– Да кто ж знает, я никогда его не видел здесь.
– И я.
– И я.
Опять молчание.
– Он, что же, без прислуги?
– Выходит, что без прислуги. Посмотри в его мешках, может, сыщется какая-то бумага.
– Надыть бы за священником сгонять. А?
– Надо бы, конечно… А, поздно…
Уличная дверь внезапно хлопнула, и в «Трёх ступеньках» воцарилась тишина. Никто не кашлянул, не двинулся, и только дождь шуршал по крыше. Даже Фриц перестал всхлипывать и с недоумением прислушался.
– Грейте воду, – распорядился кто-то хриплым, простуженным голосом с акцентом горца с юга. – Быстро. И погасите трубки, и так нечем дышать! Откройте окно.
– Дык ведь… не открывается, – сказал хозяин. – На зиму забили.
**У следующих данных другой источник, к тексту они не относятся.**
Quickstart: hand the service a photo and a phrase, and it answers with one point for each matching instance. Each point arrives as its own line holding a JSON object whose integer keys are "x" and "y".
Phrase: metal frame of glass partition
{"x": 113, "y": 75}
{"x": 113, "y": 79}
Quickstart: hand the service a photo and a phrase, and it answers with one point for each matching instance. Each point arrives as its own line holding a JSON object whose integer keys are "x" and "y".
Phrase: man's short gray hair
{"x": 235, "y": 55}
– Тогда дверь, – невозмутимо заявил пришелец. Что-то мокрое упало на пол. Зашуршало. Подвинули стол. Протрезвевшие гуртовщики зашептались, кто-то ахнул. Томительные полчаса прошли в глухой тиши, потом что-то крикнули – протяжными, незнакомыми, какими-то горящими словами – и вдруг раздался стон, переходящий в хриплый кашель. Толпа встревоженно и приглушённо загудела, будто пчёлы в зимнем улье. Зашаркали подошвы, словно люди расступались перед кем-то и смыкались за его спиной.
– В тепло его, – распорядился хриплый голос, – и поить горячим, с мёдом и шиповником.
– Он выживет? Выживет? А?
– Что? – устало отозвался пришелец. – А, да. Жить будет.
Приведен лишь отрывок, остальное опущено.